Everyone owning a house knows that the cost of ownership does not drop to zero when the loan gets paid down. The same applies to bridges and any other infrastructure, too. Typically, they are financed by a 30-year load, just to pay it down before it is time to get a new load for the major reparations. The cost of the major reparations is comparable to building a new bridge.


----------



## Mirror's Edge

NordikNerd said:


> I still think it differs quite much. It's a fragmented country meaning it consists of
> 3 major parts; Jylland, Fyn & Själland which are separated by water.
> 
> There are only two bridges connecting these parts (Little & Great Belt bridges) in many areas resulting in long drives compared to the actual bird's distance.


I've worked in transportation in both DK/SW for years and Sweden is by far a more fragmented country then DK. Hours and hours in empty woods are just the worst.

When in DK you really don't feel the (short)distances at all in part because it looks the same on all the islands and traffic remain fairly dense all over. 
Fyn/Jylland are real tight BTW, it's Ålborg and Lolland/Falster that are the most odd ones being hours from any other major towns.


----------



## Ingenioren

MattiG said:


> The toll roads/tunnels/bridges are owned by the state, not a company.


----------



## Festin

Has the tunnel to Germany been started yet?


----------



## MattiG

Ingenioren said:


>


So?

As the chart shows, the bridge is owned by holding companies, directly or indirectly. The ownership of the holding companies is irrelevant here: The government-owned companies must operate following the same rules as all other companies. Any deviation from typical financial principles can easily be interpreted as a violation to the competition policies of the EU.

As the cost to maintain the bridge will rocket close to its 30th birthday, and the also the maintenance costs are to be covered by the tolls, do not expect a major decrease in tariffs, even if the loans for the initial construction will be paid down.

The system in Norway really is fundamentally different.
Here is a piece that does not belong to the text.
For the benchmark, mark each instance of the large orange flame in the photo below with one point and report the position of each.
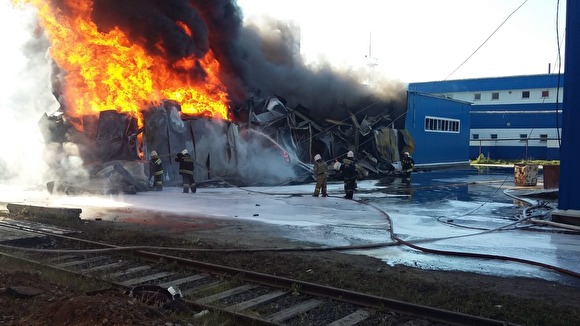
(105, 71)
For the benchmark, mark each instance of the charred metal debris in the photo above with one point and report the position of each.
(268, 144)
Do not compare apples to oranges.


----------



## MichiH

Festin said:


> Has the tunnel to Germany been started yet?


No. The German plan approval procedure for the tunnel has recently started. It is (officially) planned to start the works in 2015 and open the tunnel in 2021.

If it would be a "common" German project, I would guess the plan approval procedure should last 2-4 years. But on one hand it is not a normal project, and on the other hand the opposition is big and they will probably take action at the court...


----------



## ChrisZwolle

Many Germans believe that not building the tunnel would save a lot of money to fund other projects, from what I've read in the media. Most don't realize the tunnel itself is toll funded and doesn't cost the German taxpayers anything. However the adjoining infrastructure in Germany has a big pricetag (they're talking about a 55 kilometer new rail alignment, plus upgrade of B207 in Germany.


----------



## MichiH

^^ Yes and no. I think most Germans which are against the tunnel are against because:
- They are again every (big) (infrastucture) project
- They are NIMBYs
- They are Greens
- They think the costs for the new rail alignment are too high
- They think the new rail alignment could affect them or destry the nature

I read less about the B207 upgrade. I am sometimes reading about the Fehmarn*sund* crossing, but at maximum once a year about the road upgrade. The discussion is just about the railway.


----------



## ChrisZwolle

The German and Danish government signed a treaty to improve hinterland infrastructure. The treaty specifies a four-lane highway from Heiligenhafen to the tunnel, but it allowed the single carriageway Fehmarnsund Bridge to be maintained for the time being. 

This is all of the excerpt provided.